Barbara: The personal relationships that develop between our co-fellows, and amongst our country cohorts and entire classes of fellows – and actually throughout our generations of fellows – are hugely important. These trusting relationships provide a foundation for creative solutions and successful problem solving even when things get really challenging. We help to foster this trust by emphasizing relationship building as well as self-trust. A core component of our fellowship curriculum is designed to support interior formation, which emphasizes vulnerability, resilience, and self-reflection as leadership traits.
OHI: What advice can you give on expanding cultural and historical narratives to help facilitate greater understanding and respect among people?
Barbara: We have all of our fellows watch Nigerian writer Chimamanda Adichie’s TED talk, “The Danger of a Single Story.” When you’re working alongside people who’ve come from really different places and may hold totally different perspectives or ideas than you, it’s easy to “single story” them – or project onto them who you think they are. We talk a lot about undoing those narratives and the importance of building a tolerant, engaged community with a diversity of perspectives. The diversity of our community is its strength, in fact.
OHI: Promoting dialogue between people and countries is critical to building pathways of understanding. We know that for GHC, storytelling is an important aspect of leadership development. Why is storytelling, in particular, important to fostering understanding and developing leaders?
Barbara: The ability to inspire and mobilize others is one of our six core leadership practices. The global health challenges we are up against are huge and complicated. Unless we understand how to use our voices effectively, to convey the issues we see and to motivate and inform others toward the change we need, we are not going to see real progress. One of the most powerful tools each of us possesses is our voice. Over the course of the fellowship year, we work with our fellows to find and strengthen their voices through writing and public speaking in addition to story telling.
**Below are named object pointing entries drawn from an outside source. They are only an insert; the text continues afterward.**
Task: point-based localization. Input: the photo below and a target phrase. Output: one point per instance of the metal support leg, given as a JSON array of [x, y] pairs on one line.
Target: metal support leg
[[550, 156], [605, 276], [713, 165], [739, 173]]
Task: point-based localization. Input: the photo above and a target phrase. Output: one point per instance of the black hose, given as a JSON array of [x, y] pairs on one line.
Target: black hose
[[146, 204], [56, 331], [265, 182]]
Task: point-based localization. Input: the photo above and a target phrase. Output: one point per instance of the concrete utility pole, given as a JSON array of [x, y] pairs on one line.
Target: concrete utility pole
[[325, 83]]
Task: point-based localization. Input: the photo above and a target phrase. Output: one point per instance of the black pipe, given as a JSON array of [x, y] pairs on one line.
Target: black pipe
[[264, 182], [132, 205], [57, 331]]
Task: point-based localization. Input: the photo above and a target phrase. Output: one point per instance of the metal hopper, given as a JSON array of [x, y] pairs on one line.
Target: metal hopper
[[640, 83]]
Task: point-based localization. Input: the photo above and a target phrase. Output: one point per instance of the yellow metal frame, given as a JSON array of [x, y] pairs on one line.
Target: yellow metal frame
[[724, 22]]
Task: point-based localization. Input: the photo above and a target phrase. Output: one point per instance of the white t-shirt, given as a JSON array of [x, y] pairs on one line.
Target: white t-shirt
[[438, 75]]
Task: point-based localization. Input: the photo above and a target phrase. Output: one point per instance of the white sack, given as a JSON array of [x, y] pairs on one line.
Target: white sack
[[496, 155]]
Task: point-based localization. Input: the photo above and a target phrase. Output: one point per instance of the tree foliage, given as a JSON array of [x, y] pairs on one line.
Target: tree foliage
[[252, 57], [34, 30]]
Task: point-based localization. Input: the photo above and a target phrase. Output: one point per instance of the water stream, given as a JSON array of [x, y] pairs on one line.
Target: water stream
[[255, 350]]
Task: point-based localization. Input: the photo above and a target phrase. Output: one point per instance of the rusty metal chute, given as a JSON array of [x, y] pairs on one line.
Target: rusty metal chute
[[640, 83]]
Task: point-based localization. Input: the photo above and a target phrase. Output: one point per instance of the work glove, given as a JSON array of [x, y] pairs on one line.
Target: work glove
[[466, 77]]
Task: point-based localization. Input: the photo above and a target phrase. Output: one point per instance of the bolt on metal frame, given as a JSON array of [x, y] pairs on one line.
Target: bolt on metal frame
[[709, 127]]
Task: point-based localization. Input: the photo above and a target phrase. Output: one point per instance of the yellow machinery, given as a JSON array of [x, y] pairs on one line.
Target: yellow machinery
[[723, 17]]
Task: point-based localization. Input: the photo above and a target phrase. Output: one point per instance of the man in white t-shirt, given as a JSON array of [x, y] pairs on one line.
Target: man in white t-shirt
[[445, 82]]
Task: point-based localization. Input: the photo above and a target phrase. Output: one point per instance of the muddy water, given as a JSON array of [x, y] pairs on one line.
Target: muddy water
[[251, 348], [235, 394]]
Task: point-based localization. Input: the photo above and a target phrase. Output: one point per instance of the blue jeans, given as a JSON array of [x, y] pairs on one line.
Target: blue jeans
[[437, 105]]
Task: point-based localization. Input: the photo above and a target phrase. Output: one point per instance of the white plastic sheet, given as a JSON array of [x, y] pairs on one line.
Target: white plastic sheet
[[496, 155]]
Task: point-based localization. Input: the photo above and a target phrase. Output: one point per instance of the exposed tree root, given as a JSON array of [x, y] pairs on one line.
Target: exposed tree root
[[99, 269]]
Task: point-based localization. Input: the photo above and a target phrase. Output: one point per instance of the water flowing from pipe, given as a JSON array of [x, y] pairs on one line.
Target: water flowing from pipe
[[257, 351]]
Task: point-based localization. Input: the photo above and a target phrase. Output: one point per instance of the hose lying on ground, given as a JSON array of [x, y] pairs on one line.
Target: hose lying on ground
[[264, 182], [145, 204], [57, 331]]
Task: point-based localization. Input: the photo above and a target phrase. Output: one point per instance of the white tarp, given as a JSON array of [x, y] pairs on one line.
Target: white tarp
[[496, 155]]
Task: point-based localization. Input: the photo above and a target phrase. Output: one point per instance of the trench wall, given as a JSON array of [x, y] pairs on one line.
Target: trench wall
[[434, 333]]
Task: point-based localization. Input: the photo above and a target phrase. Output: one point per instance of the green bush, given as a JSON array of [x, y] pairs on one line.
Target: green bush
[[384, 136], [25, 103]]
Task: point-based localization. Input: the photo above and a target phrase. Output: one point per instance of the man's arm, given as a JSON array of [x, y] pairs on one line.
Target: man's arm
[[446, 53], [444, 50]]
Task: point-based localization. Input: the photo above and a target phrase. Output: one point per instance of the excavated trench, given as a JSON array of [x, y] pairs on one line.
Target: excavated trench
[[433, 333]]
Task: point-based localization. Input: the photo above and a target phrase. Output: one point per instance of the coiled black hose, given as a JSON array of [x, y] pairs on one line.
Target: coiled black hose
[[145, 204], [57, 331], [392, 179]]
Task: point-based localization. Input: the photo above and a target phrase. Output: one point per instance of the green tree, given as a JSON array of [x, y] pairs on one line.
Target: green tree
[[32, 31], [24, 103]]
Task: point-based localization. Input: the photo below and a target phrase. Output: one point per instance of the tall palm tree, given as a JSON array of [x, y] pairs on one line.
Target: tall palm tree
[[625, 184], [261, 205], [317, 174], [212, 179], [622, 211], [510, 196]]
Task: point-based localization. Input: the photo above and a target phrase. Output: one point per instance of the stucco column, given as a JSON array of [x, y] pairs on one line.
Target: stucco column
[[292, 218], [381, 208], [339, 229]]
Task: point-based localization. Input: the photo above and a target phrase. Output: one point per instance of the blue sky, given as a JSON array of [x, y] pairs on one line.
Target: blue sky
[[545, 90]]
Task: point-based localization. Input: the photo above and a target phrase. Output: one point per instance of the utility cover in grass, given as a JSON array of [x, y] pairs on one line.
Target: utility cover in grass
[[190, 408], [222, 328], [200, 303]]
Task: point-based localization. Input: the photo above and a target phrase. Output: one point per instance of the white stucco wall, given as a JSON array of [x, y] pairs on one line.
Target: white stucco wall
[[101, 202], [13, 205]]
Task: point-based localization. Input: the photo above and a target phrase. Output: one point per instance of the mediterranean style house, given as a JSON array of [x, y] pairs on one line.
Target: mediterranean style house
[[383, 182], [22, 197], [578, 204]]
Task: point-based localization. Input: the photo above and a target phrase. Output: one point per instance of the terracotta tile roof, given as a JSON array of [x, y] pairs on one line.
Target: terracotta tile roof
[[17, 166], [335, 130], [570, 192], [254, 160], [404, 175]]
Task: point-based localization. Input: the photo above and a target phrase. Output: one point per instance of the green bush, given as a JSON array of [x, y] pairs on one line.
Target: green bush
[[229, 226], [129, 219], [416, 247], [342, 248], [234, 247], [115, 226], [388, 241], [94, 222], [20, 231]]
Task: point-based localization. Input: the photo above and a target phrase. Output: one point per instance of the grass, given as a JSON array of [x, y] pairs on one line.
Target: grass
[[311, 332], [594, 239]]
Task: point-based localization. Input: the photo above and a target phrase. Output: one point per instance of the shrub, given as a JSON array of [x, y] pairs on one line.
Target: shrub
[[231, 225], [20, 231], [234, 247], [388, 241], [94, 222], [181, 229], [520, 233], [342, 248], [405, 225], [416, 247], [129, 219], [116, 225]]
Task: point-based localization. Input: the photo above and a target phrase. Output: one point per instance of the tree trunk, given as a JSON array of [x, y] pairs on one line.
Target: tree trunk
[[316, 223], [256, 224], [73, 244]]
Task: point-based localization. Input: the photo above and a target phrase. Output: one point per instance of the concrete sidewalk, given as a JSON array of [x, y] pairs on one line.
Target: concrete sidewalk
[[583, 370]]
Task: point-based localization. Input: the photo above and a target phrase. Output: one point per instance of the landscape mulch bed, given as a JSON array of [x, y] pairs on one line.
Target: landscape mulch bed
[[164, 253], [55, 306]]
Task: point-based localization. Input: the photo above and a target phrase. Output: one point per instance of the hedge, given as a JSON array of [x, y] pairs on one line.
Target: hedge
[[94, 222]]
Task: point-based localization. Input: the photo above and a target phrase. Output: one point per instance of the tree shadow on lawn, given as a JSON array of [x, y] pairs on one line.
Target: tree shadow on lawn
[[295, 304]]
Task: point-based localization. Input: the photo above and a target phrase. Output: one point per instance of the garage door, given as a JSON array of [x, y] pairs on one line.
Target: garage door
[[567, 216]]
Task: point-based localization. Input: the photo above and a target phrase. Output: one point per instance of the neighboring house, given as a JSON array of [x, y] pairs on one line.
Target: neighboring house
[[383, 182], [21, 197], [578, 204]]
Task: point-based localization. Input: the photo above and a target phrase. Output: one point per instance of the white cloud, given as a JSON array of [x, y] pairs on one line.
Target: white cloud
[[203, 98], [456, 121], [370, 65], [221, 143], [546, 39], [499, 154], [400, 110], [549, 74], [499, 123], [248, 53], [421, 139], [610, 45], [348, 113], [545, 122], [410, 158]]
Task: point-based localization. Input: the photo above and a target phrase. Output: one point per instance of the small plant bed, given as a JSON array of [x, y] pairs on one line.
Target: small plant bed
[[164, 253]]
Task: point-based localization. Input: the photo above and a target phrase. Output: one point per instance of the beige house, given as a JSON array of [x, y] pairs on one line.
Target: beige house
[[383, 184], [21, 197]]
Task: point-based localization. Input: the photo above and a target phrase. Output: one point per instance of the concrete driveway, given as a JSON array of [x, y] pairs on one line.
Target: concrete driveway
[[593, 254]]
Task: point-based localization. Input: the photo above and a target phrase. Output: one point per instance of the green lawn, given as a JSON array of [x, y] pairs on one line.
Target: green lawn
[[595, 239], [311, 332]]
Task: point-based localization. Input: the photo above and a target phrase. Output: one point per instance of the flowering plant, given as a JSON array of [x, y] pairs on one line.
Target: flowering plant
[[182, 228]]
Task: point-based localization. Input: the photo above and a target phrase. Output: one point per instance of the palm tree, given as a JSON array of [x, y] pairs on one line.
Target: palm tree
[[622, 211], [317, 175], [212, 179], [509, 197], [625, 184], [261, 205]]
We recently launched AMPLIFY, a publication on Medium, where our community often shares their stories.
OHI: One of the hallmarks of your GHC program is partnering with local institutions in East and Southern Africa and pairing American fellows with local African fellows. Has this helped to foster greater goodwill among the US and those countries in which you work? What effects has it had at the individual level between the fellows?
Barbara: We are so grateful to have strong partnerships in Malawi, Uganda, Rwanda, The U.S., and Zambia. Just as we have American fellows working in Zambia, though, we likewise have Malawian fellows working in the US. That cross-cultural collaboration is important and absolutely helps to foster greater empathy, stronger relationships, and good will across the board. We work closely with Ministries of Health and grassroots organizations, which not only provide incredible professional opportunities for our fellows but also builds our credibility as a talent pipeline for promising young leaders at a national level in every country where we work. To-date, our community is nearly 600 strong, and about to be more than 700 once we welcome our next class of fellows in a few months. Since our founding in 2009, we’ve been seeding incredible young leaders into the field of global health in the regions in which we work. We know that 97% of our alumni stay in the field, so we’re very excited and hopeful to see what the field looks like in another 10 years.